So got into Rajdhani AC first class last night at Hazrat Nizamuddin. I am still in train, will get off in 20 minutes or so. My key impressions?
  • The train is much worse maintained than I would have liked.
  • Maintenance of time is good. It reached every station before time.
  • Food is great. I was groaning under the weight of food served, by the time I came to the last meal
  • Service is, simply, not bad. All needs are taken care of, eventually. But, like in most other things in India, more people are thrown at a problem to solve it better. IMHO, fewer, better trained attendants would have done a much better job.
  • There are advertisements everywhere in the compartment. I wonder why the Railways is desperate for additional revenues from the Rajdhani; I would have thought that this activity is handsomely profitable already. Windows were hazy because of perforated flexi-sheet advertisements wrapped on them on the outside.

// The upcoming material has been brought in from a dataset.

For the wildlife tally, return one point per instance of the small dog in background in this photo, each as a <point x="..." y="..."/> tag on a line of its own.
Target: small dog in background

I would have preferred larger, well-cleaned windows so travelers could drink in the lovely landscape in UP, MP, Maharashtra and Andhra.
  • The best thing about Indian trains, irrespective of the class of travel, are the acquaintances you make, especially if you enjoy meeting people. The acquaintance I forged with my wonderful 65-year old co-traveller, an ex-MLA from Maharashtra, will I am sure stay with me a lot longer than the relish of Rajdhani luxury.

Tuesday, August 10, 2010

Unequal Capital

I am in Hazrat Nizamuddin railway station at New Delhi. The facilities are so AWFUL here that I am baffled. The approach to the station is completely dirty and clogged with vehicles. Platforms, walking bridges look like they were swept and washed years ago. There is no separate waiting room for AC passengers. The only waiting rooms available are unregulated, over-crowded, hot, humid and partly flooded with leaking water from the bathrooms.

This is the situation at arguably one of the most important train stations in the country, from where Durontos & Rajdhanis (pride of Indian Railways) originate to most states.

Rest of Delhi, at least the airport, the main arteries through the city, the flyovers, the gardens, the footpaths seem to be so well maintained. Especially given the Commonwealth games. Traffic is more but the city in general seems very neat for an occasional visitor. Why do train and bus stations get such a step-motherly treatment?